MOHAMMED SALEH, AKA MOHAMMED ALI,

                  Defendant-Appellant.
_____________________________________

For Defendant-Appellant:                              Mohammed Saleh, pro se, Beaver, WV.

For Appellee:                                         Kyle Wirshba, Danielle R. Sassoon,
                                                      Assistant United States Attorneys, for
                                                      Damian Williams, United States Attorney
                                                      for the Southern District of New York, New
                                                      York, NY.

      Appeal from an order of the United States District Court for the Southern District of New
York (William H. Pauley III, Judge).

    UPON DUE CONSIDERATION, IT IS HEREBY ORDERED, ADJUDGED, AND
DECREED that the order of the district court is AFFIRMED.

        Mohammed Saleh, pro se, appeals the district court’s denial of his motion for sentence
reduction under 18 U.S.C. § 3582(c)(1)(A). Saleh is serving a 35-year sentence for his role in a
failed plot to bomb the United Nations building and the Lincoln and Holland Tunnels in 1993. In
denying the motion, the district court concluded that Saleh had not established extraordinary and
compelling reasons warranting a sentencing reduction and that, even if he had, the sentencing
factors listed in 18 U.S.C. § 3553(a) did not support a reduction. We assume the parties’
familiarity with the record.

         We review a denial of a motion for sentence reduction based on the § 3553(a) factors for
abuse of discretion. United States v. Keitt, 21 F.4th 67, 71–72 (2d Cir. 2021). “[A] court may
reduce a sentence under § 3582(c)(1)(A) only if three conditions are in place: administrative
exhaustion (absent waiver or forfeiture by the government); satisfaction of the § 3553(a) factors;
and extraordinary and compelling reasons.” Id. at 73. Accordingly, “if a district court determines
that one of those conditions is lacking, it need not address the remaining ones.” Id.; see also United
States v.

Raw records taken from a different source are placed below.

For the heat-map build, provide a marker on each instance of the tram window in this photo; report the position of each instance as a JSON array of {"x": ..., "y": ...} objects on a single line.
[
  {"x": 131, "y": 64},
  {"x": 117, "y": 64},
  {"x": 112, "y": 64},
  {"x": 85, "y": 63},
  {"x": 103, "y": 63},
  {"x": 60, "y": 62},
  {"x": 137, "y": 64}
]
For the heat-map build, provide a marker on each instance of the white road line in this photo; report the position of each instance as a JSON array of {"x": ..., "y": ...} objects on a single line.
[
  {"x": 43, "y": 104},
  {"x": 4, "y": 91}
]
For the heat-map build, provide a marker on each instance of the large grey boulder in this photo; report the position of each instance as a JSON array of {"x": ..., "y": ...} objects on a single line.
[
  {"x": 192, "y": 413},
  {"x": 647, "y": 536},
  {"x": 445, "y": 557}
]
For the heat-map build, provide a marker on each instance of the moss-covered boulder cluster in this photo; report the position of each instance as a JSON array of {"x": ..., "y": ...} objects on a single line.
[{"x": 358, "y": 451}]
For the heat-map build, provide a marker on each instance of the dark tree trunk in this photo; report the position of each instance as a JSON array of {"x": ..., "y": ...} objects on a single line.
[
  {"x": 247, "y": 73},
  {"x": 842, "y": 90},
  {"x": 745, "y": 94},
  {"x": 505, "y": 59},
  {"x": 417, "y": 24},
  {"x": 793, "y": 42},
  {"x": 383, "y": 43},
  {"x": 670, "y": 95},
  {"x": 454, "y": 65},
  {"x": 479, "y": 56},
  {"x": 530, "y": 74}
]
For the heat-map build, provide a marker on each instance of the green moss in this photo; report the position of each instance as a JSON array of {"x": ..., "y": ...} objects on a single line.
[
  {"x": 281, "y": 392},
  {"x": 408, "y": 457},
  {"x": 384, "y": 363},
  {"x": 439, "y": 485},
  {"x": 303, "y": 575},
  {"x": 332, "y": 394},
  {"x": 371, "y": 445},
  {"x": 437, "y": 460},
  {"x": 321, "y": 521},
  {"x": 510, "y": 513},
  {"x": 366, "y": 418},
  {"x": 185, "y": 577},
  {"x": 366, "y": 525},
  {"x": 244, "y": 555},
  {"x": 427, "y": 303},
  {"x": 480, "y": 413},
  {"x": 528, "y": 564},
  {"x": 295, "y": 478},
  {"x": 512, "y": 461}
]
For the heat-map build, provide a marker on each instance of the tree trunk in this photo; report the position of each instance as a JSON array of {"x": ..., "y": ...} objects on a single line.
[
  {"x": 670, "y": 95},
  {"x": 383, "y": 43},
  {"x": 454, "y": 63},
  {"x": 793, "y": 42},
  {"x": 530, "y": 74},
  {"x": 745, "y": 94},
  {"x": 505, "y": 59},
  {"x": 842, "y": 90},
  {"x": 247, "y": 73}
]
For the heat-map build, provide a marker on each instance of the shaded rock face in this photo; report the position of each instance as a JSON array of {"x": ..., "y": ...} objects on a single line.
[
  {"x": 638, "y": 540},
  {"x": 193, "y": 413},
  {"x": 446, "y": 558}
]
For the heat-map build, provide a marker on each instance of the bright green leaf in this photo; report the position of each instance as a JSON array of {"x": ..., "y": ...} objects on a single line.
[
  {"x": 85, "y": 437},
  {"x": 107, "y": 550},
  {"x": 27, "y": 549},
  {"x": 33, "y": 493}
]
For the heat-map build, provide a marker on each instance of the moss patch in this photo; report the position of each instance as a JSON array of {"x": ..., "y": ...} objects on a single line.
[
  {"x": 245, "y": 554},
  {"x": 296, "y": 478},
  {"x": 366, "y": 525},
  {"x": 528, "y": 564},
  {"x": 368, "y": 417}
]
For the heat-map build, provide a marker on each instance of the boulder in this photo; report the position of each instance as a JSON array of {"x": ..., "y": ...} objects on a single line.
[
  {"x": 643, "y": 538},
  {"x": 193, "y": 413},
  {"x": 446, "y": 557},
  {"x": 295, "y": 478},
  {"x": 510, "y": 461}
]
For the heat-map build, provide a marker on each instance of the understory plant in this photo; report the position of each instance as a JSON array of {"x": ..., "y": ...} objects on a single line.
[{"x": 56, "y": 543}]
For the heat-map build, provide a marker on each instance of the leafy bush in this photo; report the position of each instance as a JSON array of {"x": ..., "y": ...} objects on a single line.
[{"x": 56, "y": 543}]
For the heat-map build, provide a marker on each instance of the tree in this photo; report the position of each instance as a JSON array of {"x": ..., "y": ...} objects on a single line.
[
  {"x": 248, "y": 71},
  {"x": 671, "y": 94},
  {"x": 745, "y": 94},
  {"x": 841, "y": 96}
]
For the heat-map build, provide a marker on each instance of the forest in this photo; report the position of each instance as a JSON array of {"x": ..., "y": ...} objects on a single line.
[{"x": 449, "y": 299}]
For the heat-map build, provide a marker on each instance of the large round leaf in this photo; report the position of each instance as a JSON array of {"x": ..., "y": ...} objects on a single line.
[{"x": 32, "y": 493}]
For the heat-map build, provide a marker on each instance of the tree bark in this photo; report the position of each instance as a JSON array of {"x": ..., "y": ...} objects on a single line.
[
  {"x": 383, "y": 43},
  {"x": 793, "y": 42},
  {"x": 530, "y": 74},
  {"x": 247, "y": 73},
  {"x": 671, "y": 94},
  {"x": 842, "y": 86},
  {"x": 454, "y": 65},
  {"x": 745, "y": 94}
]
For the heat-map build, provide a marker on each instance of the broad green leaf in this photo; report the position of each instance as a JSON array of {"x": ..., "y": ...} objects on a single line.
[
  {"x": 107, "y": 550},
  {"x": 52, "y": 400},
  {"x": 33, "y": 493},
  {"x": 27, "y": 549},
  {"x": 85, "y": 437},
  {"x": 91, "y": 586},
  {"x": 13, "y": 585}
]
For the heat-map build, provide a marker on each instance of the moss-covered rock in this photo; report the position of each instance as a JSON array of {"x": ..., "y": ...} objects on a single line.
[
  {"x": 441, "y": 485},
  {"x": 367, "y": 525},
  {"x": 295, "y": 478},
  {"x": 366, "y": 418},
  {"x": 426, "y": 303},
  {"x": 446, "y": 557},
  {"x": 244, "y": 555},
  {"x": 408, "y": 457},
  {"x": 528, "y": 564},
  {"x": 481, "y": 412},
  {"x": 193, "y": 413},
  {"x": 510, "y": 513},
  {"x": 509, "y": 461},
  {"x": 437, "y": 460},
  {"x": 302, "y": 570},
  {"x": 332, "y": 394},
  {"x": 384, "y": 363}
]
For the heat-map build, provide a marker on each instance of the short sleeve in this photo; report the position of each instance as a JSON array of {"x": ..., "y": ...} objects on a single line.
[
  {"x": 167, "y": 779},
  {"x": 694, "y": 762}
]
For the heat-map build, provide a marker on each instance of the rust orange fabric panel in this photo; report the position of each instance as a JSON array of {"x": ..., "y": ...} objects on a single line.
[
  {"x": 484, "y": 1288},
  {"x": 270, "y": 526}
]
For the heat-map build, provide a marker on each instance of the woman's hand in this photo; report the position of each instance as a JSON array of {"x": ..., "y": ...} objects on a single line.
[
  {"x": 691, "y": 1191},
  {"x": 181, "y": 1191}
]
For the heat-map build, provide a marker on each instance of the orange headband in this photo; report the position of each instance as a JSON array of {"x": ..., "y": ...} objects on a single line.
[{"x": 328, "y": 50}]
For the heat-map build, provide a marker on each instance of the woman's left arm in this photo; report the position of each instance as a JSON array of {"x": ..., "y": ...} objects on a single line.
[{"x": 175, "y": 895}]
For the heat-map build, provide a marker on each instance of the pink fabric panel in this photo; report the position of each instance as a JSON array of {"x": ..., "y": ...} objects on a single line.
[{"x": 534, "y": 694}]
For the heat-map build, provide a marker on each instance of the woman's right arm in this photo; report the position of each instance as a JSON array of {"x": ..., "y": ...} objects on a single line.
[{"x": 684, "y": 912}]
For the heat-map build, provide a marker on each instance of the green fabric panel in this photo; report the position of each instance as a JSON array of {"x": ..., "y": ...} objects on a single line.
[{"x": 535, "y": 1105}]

Jones, 17 F.4th 371, 374 (2d Cir. 2021) (“[E]xtraordinary and compelling reasons are
necessary—but not sufficient—for a defendant to obtain relief under § 3582(c)(1)(A). . . . [A]
district court must also consider the factors set forth in section 3553(a) before granting relief.”
(internal quotation marks omitted)).

                                                  2
         The district court did not abuse its discretion in determining that, even assuming the
existence of extraordinary and compelling reasons, the § 3553(a) factors did not warrant granting
Saleh’s motion for sentence reduction. The district court considered Saleh’s age, medical
conditions, family circumstances, conduct while incarcerated, time served, and risk of serious
illness from COVID-19, and reasonably concluded that those circumstances were outweighed by
other factors, especially the seriousness of the offense. The district court emphasized that Saleh
had “joined a terrorist conspiracy whose objective was the indiscriminate killing of Americans in
the name of jihad,” and aided that conspiracy by “provid[ing] [diesel] fuel to his co-conspirators
as part of a terrorism plot to bomb bridges and tunnels in New York City.” United States v. Saleh,
No. 93CR181, 2020 WL 3839626, at *5 (S.D.N.Y. July 8, 2020). We see no basis for disturbing
the district court’s conclusion that a sentence reduction was not warranted in the circumstances
presented here, “especially given the severity of [Saleh’s] criminal conduct.” Id.; see Keitt, 21
F.4th at 73. 1

       We have considered all of Saleh’s other arguments on appeal and find them to be without
merit. Accordingly, we AFFIRM the district court’s order denying Saleh’s motion for sentence
reduction.

                                                      FOR THE COURT:
                                                      Catherine O’Hagan Wolfe, Clerk of Court

         1
            Saleh also argues that the district court abused its discretion in denying his motion under Federal Rule of
Civil Procedure 60(b). Because a prior panel of this Court dismissed as frivolous his appeal of the Rule 60(b) denial,
that issue is not a subject of this appeal.